WHITE PLAINS, N.Y. – Advertisements with a controversial message against U.S. foreign policy toward Israel went up Monday at Metro-North train stations across Westchester County.
In bold letters, the ads say: “Americans Give Israel $3 Billion Per Year! End Apartheid Now! Stop U.S. Aid To Israel.”
American Muslims for Palestine, a grassroots advocacy organization, sponsors the ad. The Metropolitan Transportation Authority makes it clear in a disclaimer on the poster that it does not endorse the views expressed.
Monday’s launch was the start of a nationwide outdoor advertising campaign. The ads, which will appear at 25 stations along the Metro-North lines, will run for four weeks before moving to another metropolitan area elsewhere in the nation.
Commuters in White Plains responded to the appearance of the ads Tuesday.
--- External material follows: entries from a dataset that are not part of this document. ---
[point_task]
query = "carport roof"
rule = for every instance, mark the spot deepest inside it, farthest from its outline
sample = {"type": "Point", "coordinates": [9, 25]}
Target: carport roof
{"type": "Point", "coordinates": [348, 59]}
“There’s a huge population here that’s pro-Israeli, and they might take offense to that and it could be divisive,” Bob Darwish said. “And there are people who believe that this country comes first, saying that this is America, not Israel. The economy is still really bad, and things, priorities, should be recalculated.”
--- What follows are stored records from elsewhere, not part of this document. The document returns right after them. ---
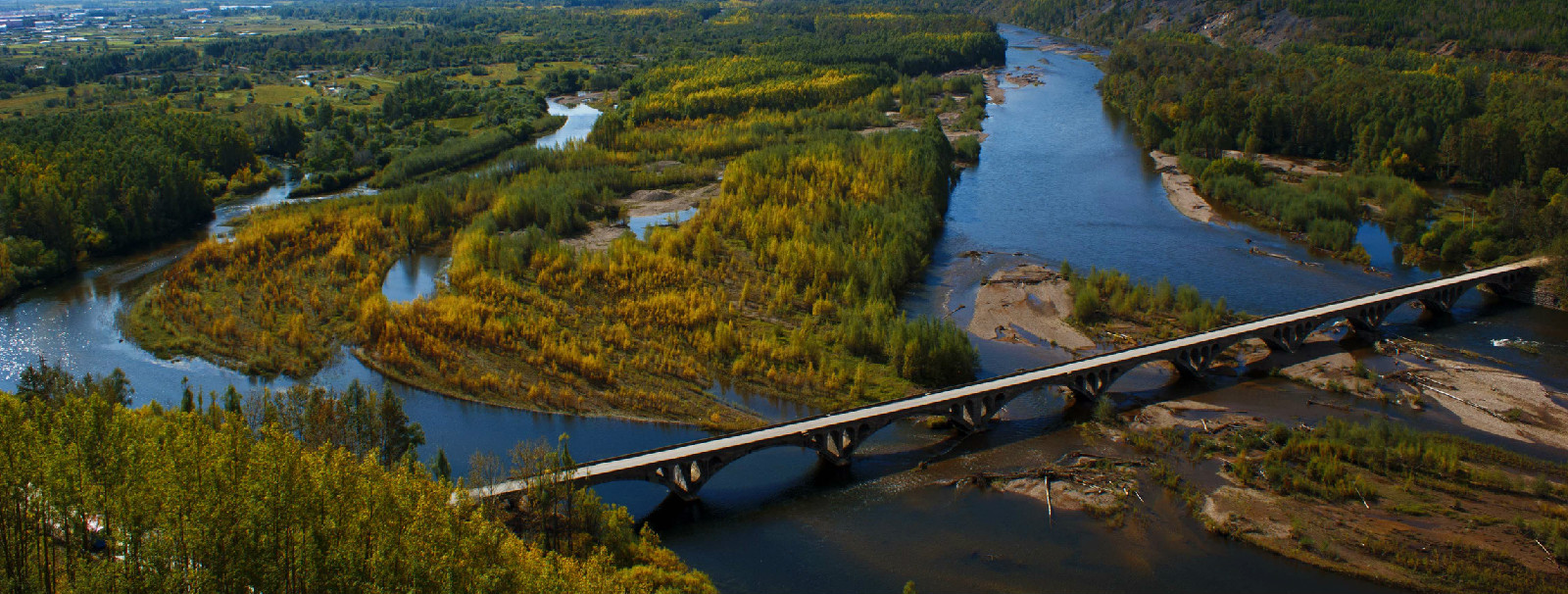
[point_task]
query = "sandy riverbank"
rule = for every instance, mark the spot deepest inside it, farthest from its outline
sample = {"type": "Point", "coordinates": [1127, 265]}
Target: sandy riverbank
{"type": "Point", "coordinates": [1180, 188]}
{"type": "Point", "coordinates": [1026, 300]}
{"type": "Point", "coordinates": [1474, 392]}
{"type": "Point", "coordinates": [642, 203]}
Rasheda Oakman said she doesn’t think the messages foster negative sentiments or controversy.
“I feel like the side that decided to put the ad out seems to care about their opinion more than the other side,” she said. “I don’t think there’s anything wrong with it; I just think if there’s someone out there who supports an issue and has the means to publicize that, then that’s fine.”
In a statement on the website for American Muslims for Palestine, its Chairman Hatem Bazian said, “We timed the release of our ads with President [Barack] Obama’s visit to the Middle East to underscore his administration’s failure to address the true cause of conflict: Israel’s occupation of Palestinian lands and its racist apartheid policies, which subject Palestinians on a daily basis to humiliation, deprivation and a loss of their basic rights, including the freedom of movement.”
The poster also quotes Nobel Peace Prize winner Desmond Tutu as saying: “I’ve been very deeply distressed in my visit to the Holy Land; it reminded me so much of what happened to us black people in South Africa.”
Scott Richman, regional director of AJC Westchester, a Jewish advocacy group, told The Journal News that the ads are "completely false."
“It’s an attempt to demonize Israel, linking it to the terrible apartheid regime that existed in South Africa,” he said. “It’s a ridiculous allegation. With apartheid in South Africa, blacks were not citizens and could not vote. In Israel, Palestinians constitute 20 percent of the population. They are full citizens.”
This is not the first time that advertisements at Metro-North stations have included potentially incendiary messages. Last August, a billboard that said, “19,250 Islamic Attacks since 9/11, It’s not Islamophobia, it’s Islamorealism” stirred up controversy after it appeared at the Hastings train station.